Many of the women in the imperial household were accomplished at reading, writing poetry and painting. They also played chess, polo and hunted outdoors. The women had access to the late Emperor Akbar's library, full of books on world religions, and Persian, Turkish and Indian literature. Jahanara was no exception.

Upon the death of Mumtaz Mahal in 1631, Jahanara, aged 17, took the place of her mother as First Lady of the Empire, despite her father having three other wives. In addition to caring for her younger brothers and sisters, she was also a good caretaker of her father.

One of her tasks after the death of her mother was to oversee, with the help of Sati al-Nisa, the betrothal and wedding of her brother, Dara Shikoh to Nadira Banu Begum, which was originally planned by Mumtaz Mahal, but postponed by her death.

Her father frequently took her advice and entrusted her with the charge of the Imperial Seal.

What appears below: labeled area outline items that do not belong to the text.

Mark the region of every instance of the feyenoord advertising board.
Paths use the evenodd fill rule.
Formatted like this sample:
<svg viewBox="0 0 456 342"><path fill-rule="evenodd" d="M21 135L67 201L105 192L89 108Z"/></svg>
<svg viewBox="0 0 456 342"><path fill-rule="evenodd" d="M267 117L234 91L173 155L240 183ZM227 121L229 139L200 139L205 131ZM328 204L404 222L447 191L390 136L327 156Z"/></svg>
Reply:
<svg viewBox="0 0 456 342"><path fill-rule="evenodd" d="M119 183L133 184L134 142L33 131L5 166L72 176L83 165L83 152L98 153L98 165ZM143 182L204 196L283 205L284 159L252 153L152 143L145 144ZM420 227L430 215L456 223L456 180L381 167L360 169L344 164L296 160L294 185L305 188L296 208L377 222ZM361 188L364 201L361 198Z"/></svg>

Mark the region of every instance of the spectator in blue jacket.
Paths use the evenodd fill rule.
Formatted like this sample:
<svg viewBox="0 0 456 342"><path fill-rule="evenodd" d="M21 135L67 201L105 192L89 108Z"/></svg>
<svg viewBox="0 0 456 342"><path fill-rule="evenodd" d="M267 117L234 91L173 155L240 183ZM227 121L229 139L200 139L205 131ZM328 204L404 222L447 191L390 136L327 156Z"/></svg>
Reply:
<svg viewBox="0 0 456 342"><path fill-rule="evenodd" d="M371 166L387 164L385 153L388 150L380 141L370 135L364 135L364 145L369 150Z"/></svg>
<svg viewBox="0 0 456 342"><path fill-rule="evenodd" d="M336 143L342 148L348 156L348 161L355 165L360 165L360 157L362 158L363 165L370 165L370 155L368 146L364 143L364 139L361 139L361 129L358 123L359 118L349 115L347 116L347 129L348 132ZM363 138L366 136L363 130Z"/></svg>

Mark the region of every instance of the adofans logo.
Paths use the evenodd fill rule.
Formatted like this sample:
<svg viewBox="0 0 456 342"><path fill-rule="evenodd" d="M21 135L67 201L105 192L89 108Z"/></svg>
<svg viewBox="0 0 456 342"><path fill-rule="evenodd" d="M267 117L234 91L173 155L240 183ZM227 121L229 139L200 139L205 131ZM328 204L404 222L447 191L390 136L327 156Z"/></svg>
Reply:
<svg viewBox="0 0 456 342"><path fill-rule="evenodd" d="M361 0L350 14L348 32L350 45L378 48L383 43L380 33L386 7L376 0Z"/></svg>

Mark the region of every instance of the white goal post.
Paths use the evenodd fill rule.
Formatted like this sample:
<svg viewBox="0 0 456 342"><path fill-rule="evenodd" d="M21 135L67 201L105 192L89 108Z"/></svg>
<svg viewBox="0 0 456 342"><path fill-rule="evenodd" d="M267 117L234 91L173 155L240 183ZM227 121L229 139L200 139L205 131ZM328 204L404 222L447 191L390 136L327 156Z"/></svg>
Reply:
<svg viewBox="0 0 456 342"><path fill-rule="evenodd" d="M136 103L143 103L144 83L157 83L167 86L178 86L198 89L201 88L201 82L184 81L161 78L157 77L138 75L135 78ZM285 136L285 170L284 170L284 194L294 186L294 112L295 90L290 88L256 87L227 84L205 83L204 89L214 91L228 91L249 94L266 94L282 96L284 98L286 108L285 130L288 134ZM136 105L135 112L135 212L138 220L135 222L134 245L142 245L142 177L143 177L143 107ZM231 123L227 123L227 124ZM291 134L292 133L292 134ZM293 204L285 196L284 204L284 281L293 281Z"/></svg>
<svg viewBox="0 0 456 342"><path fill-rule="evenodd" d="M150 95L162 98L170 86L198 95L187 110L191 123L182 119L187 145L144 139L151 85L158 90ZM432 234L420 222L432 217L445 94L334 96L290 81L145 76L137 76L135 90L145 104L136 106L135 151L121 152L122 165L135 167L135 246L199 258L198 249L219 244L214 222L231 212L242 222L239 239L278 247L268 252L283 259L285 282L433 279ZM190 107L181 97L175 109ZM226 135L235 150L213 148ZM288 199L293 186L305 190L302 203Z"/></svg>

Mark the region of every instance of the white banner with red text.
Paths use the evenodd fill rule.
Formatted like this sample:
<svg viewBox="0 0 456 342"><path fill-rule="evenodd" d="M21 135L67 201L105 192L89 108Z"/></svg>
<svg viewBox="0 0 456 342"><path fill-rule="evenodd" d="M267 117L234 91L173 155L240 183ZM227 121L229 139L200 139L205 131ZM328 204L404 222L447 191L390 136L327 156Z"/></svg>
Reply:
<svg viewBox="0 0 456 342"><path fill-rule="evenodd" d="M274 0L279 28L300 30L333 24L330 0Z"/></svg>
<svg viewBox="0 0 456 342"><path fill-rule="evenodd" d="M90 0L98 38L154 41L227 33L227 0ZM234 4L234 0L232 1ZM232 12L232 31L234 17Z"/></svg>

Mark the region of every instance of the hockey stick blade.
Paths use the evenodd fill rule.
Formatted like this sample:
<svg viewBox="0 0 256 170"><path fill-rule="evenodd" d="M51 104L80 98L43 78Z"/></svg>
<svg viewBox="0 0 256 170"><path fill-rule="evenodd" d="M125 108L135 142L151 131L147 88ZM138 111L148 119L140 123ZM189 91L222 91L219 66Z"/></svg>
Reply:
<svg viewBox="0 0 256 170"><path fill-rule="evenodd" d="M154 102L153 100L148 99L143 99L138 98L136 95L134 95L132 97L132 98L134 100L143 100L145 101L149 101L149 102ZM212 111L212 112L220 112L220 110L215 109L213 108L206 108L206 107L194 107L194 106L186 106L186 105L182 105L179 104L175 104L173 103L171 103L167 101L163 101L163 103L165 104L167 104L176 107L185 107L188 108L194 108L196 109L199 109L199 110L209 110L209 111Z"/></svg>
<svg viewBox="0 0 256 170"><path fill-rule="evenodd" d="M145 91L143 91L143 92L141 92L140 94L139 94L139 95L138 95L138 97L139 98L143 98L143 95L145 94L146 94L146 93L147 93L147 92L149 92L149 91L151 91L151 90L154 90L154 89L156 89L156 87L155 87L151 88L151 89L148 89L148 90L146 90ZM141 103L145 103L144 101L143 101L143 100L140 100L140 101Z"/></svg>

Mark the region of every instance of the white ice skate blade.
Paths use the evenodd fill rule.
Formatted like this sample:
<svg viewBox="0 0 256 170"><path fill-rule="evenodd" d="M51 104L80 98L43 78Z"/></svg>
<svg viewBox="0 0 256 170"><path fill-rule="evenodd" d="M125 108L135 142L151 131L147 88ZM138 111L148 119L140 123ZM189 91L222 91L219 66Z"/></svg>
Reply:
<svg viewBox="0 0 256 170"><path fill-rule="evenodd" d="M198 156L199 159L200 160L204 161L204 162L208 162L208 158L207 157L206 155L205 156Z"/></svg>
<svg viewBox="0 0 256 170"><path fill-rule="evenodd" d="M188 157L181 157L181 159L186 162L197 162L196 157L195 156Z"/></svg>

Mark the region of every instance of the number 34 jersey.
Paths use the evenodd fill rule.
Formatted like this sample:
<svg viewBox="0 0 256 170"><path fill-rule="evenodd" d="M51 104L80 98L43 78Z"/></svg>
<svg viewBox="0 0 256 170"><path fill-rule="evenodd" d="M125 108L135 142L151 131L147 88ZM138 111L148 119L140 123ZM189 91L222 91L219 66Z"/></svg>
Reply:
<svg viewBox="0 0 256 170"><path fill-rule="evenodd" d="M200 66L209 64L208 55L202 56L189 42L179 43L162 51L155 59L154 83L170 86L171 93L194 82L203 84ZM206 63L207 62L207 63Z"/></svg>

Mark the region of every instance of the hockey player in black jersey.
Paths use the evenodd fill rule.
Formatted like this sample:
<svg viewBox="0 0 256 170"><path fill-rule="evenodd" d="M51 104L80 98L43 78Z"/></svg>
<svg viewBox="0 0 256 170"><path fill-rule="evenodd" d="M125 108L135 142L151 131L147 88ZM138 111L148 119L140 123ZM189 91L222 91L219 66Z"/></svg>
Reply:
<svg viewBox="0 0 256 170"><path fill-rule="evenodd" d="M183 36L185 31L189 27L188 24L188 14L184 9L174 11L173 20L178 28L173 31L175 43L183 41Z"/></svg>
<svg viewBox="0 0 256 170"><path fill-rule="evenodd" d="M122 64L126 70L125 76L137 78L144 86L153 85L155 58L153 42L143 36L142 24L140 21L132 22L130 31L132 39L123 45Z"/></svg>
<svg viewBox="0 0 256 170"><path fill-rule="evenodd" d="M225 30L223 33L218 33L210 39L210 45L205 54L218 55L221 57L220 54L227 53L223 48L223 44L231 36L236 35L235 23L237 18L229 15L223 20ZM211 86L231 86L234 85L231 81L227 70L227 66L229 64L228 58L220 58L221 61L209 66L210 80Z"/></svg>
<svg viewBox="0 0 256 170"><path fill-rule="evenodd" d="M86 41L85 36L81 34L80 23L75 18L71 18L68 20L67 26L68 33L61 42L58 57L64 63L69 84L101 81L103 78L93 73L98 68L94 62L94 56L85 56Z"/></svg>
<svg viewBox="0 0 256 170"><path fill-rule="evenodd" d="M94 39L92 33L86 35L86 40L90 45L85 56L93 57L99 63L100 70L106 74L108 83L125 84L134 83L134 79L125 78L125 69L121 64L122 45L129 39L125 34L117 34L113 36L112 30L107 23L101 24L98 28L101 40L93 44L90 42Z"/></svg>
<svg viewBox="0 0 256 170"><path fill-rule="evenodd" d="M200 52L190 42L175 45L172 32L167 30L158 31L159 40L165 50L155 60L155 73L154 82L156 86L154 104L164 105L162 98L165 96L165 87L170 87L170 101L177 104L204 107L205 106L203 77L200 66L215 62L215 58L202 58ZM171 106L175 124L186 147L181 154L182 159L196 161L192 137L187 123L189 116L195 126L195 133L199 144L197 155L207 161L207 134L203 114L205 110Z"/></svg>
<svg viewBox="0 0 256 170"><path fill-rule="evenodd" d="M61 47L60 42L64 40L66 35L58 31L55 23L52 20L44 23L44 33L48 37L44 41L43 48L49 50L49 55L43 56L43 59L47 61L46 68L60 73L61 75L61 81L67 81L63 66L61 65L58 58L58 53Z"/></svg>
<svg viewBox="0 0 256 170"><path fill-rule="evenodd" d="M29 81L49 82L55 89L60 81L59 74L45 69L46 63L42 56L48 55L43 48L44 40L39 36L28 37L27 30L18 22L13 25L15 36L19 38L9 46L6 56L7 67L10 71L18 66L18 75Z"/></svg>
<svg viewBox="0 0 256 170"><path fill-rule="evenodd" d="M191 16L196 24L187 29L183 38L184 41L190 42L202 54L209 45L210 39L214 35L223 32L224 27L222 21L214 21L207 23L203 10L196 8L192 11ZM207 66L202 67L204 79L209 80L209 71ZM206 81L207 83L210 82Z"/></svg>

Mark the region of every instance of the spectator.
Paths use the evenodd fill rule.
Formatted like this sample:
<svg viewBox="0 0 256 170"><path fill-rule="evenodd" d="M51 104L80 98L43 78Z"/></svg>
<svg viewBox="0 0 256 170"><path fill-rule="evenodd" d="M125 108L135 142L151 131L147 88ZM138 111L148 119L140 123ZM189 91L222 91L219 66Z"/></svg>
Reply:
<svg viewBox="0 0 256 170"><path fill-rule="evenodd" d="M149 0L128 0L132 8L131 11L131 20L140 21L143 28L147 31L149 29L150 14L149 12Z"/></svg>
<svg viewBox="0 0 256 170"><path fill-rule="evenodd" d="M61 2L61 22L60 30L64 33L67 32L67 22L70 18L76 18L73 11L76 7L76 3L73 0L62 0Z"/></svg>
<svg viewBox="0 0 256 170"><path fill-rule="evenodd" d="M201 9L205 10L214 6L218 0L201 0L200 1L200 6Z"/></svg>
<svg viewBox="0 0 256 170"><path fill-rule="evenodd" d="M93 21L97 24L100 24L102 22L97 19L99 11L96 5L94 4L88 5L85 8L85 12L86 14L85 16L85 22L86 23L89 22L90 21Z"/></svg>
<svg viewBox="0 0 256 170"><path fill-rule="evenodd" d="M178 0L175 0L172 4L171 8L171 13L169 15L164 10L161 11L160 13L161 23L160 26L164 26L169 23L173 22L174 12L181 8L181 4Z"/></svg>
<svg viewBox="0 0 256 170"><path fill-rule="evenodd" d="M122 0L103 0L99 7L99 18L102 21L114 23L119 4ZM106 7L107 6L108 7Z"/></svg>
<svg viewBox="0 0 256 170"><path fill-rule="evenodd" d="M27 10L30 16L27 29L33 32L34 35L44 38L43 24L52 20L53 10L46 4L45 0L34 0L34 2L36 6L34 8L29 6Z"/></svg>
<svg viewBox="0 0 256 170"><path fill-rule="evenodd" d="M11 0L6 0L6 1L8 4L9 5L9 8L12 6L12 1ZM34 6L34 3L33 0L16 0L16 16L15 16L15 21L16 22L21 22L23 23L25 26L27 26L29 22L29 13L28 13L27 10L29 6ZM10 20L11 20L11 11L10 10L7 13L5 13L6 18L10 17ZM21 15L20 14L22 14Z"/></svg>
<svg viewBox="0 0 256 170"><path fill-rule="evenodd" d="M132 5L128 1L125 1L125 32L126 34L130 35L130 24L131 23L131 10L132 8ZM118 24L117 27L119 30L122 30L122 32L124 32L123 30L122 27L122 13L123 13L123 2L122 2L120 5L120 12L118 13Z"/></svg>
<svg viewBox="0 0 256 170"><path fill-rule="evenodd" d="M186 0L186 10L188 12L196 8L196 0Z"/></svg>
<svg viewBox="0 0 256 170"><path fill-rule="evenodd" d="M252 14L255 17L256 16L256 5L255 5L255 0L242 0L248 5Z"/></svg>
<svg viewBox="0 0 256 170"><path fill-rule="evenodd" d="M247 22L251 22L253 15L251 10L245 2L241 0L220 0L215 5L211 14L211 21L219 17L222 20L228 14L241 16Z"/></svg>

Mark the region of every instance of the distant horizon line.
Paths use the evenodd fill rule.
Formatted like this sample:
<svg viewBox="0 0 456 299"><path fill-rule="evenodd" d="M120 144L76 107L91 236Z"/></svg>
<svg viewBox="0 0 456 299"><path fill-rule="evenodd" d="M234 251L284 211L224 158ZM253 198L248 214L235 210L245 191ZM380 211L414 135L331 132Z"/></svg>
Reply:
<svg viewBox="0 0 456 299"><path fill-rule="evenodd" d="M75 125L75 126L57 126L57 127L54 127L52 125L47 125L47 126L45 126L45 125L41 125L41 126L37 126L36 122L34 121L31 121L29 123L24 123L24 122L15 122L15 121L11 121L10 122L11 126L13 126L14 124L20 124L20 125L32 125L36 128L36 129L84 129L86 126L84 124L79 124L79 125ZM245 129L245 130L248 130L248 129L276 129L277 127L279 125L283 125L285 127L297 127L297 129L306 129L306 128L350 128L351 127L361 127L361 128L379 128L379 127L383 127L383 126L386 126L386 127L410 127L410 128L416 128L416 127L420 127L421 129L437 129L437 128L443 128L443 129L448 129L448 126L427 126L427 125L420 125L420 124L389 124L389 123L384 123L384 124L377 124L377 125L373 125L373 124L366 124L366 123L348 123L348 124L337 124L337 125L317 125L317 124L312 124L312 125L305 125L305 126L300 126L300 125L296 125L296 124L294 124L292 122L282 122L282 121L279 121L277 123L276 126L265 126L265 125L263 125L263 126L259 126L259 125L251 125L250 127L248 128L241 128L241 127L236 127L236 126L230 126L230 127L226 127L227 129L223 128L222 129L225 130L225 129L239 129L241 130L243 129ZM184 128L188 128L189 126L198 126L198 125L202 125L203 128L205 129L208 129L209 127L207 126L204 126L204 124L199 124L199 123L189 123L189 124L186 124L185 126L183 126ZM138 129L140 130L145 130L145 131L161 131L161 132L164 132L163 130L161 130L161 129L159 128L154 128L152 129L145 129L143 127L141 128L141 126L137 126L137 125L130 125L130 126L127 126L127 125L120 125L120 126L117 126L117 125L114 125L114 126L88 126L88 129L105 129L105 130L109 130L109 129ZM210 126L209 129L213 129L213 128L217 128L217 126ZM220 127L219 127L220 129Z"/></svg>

As French traveller and physician François Bernier writes in his memoirs,Travels in the Mogul Empire,“Shah Jahan reposed unbounded confidence in his favourite child; she watched over his safety, and so cautiously observant, that no dish was permitted to appear upon the royal table which had not been prepared under her superintendence.”In 1644, when Aurangzeb angered his father, the Badshah, Jahanara interceded on her brother’s behalf and convinced Shah Jahan to pardon him and restore his rank. Shah Jahan's fondness for his daughter was reflected in the multiple titles that he bestowed upon her, which included: Sahibat al-Zamani (Lady of the Age), Padishah Begum (Lady Emperor), and Begum Sahib (Princess of Princesses).
Her power was such that, unlike the other imperial princesses, she was allowed to live in her own palace, outside the confines of the Agra Fort.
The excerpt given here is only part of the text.